The ‘middle’ offering of the Founder’s Collection gives us a whack of sherry in the form of a 12 year old Glenrothes which has spent its life in 1st fill butt #6147. 670 bottles have been produced - which is rather a lot (469L) from a single butt assuming a standard size of 500 litres. The ABV of this one has been kept higher – 57% and you can purchase a bottle directly from the Baron’s website for a cool £100.
Nose: Apple crumble drizzled with toffee and Dulce de leche sauce – packed full of well stewed fruit and rich with crumbled biscuit and demerara. A scattering of ripe berries sits on the side and is joined by rum-soaked raisins, orange and apple peels and a generous twist of cinnamon spicing. Reduction adds a sense of creaminess with brulee, as well as directly expressing the oloroso influence – chopped walnuts and crumbled chocolate.

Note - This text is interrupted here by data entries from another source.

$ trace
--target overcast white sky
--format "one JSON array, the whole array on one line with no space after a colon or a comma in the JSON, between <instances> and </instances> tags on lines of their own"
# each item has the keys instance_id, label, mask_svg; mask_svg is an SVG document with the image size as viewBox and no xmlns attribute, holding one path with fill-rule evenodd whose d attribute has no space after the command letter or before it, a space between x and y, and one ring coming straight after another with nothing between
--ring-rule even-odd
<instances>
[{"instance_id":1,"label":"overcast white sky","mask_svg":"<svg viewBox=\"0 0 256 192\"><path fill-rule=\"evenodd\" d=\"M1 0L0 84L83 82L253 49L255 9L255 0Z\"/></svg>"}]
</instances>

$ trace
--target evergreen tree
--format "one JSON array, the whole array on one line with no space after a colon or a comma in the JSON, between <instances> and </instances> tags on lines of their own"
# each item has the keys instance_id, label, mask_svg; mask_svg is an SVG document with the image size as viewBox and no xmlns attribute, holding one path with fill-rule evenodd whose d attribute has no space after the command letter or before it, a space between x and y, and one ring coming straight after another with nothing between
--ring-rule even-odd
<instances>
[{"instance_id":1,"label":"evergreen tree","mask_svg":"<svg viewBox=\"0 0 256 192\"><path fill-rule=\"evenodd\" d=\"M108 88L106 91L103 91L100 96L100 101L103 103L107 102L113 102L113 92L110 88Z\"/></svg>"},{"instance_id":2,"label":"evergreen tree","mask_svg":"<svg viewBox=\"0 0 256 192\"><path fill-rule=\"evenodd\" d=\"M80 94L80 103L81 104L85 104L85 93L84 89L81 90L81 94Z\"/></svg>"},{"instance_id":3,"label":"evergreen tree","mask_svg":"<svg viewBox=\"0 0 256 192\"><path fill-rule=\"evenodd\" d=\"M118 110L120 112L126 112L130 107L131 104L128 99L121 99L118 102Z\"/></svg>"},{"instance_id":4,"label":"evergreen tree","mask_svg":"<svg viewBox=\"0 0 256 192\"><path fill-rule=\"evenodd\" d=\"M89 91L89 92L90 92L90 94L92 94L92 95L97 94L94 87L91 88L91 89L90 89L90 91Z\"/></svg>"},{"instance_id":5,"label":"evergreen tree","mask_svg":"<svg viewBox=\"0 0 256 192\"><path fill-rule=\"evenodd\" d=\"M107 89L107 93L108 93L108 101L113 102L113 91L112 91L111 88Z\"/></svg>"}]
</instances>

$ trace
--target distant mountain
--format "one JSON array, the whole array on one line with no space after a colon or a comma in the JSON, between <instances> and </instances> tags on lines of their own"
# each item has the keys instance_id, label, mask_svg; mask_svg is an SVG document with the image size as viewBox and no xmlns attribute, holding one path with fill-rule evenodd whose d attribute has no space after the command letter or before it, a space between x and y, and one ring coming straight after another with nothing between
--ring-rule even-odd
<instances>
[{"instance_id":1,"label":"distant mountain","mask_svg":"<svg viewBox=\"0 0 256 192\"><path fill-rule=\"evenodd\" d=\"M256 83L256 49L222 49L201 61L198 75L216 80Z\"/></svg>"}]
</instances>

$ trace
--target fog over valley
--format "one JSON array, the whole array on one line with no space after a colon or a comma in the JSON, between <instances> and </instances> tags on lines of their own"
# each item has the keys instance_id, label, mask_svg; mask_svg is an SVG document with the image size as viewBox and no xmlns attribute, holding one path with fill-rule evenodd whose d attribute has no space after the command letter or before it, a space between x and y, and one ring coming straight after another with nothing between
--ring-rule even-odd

Taste: The arrival is all on bakery – gingerbread men, apple pies and cinnamon rolls. Alongside, there plenty of biscuit crumbs, raisins and sultanas before cask spicing rolls in – pepper, nutmeg, ginger and cinnamon – aromatic and quite intense. The back-palate is more overtly sugar-based with burnt toffee, rolled pastry and hedgerow berries. Water reduces the spicing, leading to tinned orchard (apple and pear) fruits, oats and increased nuttiness from walnut and cashew.
Finish: Quite long, spice-forward and with plenty of lively drying oak.
On the one hand, the sherry influence in this Glenrothes is quite restrained – there’s not an overabundance of sugar and sweetness and a sledgehammer of thick oloroso to the face. On the other, the cask influence in terms of the wood is palpable – particularly on the palate which has taken some of the precursor liquid’s fruit-character, but all of its spice influence. As such, I find this both an interesting and tasty 1st fill – which is largely sympathetic to the underlying Glenrothes spirit. It’s therefore a shame that the price is out of whack.